LIVINGSTON, Ala.—Two of Alabama’s foremost artists, Tut Altman Riddick and Charles Smith, will come together for an exhibition at The University of West Alabama titled “Kindred Spirits: Thirty Years of Friendship, Thirty Years of Art.”  The exhibit represents new, vintage and collaborative works rarely displayed in public. It is also the first ever exhibit of the artists’ collaborative work in clay and written word.

The opening reception for “Kindred Spirits” on Thursday, Sept. 15 from 2-4 p.m. in the Webb Hall Parlor on UWA’s campus is open to the public and will allow guests the chance to meet the artists. The exhibit will run from Sept. 9 to Dec. 16.

Tut Altman Riddick, a native of York, Ala., expresses herself through mosaics, paintings, drawings, sculpture, silk-screens, photographs and books which celebrate life, relationships and survival following confrontation. A 1991 recipient of the Governor’s Art Award, Riddick has worked tirelessly to promote the fine arts and encourage other artists throughout Alabama and the Southeast. Her works have been exhibited at the Mobile Museum of Fine Art, Savannah College of Art and Design, Eastern Shore Art Association, the University of South Alabama, the University of West Alabama, the World Print Exhibition in Boston, the Coleman Center in York, Ala. and in galleries in New Orleans, Birmingham, Pensacola, Mobile and Penland, N.C. Riddick is a passionate supporter of the city of York and the Coleman Center of Art and Culture.

Since 1978, Mobile potter Charles Smith has won over 30 First Place or Best of Show awards for his art. His work was included in the traveling exhibit “Uncommon Beauty in Common Objects: The Legacy of African American Craft Art.” Smith’s work has also been exhibited in a number of museums, including the National Museum of American Art in the Smithsonian Institution. Several of Smith’s pieces are displayed as part of the permanent collections at the Ogden Museum of Southern Art in New Orleans and the New Orleans Museum of Art, the Mobile Museum of Art and the American Craft Museum in New York City.     

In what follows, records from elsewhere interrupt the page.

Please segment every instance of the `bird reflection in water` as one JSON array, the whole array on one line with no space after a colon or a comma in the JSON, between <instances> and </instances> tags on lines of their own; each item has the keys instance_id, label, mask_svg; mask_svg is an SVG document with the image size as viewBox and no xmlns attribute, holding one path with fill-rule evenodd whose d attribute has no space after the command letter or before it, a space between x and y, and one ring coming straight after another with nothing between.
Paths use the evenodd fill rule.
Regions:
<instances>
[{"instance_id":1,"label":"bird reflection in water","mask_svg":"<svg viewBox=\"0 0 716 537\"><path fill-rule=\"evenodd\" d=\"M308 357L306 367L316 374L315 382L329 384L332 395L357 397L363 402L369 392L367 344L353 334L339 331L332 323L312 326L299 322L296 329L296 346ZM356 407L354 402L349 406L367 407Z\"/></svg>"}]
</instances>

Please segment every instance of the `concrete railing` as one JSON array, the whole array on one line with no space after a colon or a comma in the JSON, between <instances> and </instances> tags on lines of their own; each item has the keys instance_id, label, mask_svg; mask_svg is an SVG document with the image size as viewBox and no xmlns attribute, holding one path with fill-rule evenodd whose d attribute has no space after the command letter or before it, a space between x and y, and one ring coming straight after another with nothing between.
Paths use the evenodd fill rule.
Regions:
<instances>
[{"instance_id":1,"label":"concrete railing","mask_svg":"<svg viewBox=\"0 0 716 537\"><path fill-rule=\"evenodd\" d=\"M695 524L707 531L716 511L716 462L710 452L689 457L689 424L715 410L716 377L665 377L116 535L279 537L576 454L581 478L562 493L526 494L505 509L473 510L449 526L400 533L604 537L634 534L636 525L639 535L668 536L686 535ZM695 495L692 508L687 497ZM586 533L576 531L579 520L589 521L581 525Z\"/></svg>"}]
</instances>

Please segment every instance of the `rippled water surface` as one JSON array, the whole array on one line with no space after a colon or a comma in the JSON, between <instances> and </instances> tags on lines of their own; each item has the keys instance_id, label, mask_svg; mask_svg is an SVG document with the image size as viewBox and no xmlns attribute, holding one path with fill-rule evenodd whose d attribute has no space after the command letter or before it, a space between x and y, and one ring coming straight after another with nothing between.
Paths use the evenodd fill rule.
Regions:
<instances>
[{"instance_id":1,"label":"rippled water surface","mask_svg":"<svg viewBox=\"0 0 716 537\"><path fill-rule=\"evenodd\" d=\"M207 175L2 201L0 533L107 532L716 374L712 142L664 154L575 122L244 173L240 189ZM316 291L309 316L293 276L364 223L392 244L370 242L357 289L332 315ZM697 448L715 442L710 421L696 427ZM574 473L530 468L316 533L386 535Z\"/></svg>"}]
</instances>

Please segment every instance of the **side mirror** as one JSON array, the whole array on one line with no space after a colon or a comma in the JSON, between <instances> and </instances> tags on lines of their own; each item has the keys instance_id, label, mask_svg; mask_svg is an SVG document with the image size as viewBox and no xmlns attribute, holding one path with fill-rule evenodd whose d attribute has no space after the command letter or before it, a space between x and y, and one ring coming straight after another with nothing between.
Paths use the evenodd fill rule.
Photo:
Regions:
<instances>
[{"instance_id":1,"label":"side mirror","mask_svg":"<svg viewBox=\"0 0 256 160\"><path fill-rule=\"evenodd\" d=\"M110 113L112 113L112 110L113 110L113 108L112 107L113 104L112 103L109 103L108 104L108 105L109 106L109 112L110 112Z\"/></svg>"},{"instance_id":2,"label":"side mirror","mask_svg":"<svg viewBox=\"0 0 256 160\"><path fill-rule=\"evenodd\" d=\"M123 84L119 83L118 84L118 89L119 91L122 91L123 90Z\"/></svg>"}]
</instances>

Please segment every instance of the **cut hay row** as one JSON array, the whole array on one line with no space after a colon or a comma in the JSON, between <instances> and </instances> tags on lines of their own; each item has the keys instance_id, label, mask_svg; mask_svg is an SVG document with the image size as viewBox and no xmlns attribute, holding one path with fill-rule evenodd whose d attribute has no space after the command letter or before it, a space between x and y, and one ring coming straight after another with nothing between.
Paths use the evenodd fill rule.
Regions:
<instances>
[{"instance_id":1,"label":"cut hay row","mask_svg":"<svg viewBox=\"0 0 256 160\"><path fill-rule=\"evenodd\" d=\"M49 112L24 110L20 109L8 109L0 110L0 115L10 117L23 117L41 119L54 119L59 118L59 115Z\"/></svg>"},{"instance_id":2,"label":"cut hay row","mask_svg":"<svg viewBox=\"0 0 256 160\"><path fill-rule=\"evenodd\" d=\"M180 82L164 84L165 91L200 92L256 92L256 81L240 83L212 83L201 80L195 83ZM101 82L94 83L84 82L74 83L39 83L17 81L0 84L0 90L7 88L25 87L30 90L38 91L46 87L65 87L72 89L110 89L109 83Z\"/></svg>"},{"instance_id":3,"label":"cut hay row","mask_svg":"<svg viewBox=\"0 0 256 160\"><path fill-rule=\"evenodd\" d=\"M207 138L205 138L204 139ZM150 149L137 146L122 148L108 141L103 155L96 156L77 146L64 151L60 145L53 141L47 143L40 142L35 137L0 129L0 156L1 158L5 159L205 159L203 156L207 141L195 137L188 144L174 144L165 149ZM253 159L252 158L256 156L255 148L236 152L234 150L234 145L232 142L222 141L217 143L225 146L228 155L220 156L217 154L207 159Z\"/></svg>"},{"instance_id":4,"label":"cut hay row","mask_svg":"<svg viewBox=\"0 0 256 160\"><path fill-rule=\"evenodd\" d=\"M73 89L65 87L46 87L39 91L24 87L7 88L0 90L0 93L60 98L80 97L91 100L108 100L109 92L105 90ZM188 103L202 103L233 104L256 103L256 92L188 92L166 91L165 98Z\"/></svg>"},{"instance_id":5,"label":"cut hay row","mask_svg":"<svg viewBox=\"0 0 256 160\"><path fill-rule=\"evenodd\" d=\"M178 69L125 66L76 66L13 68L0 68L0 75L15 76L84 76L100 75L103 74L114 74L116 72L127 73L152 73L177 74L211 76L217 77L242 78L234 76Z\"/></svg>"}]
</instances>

The two artists have recently collaborated on one-hundred pots. With Smith throwing the pots, Riddick carved a line from one of her poems in the wet clay and both artists experimented on the glaze. Several of these joint efforts will be on display at the upcoming exhibition.

The works of Riddick and Smith are brought together by the University of West Alabama, which serves the west central Alabama area through educational opportunity, academic research and public outreach.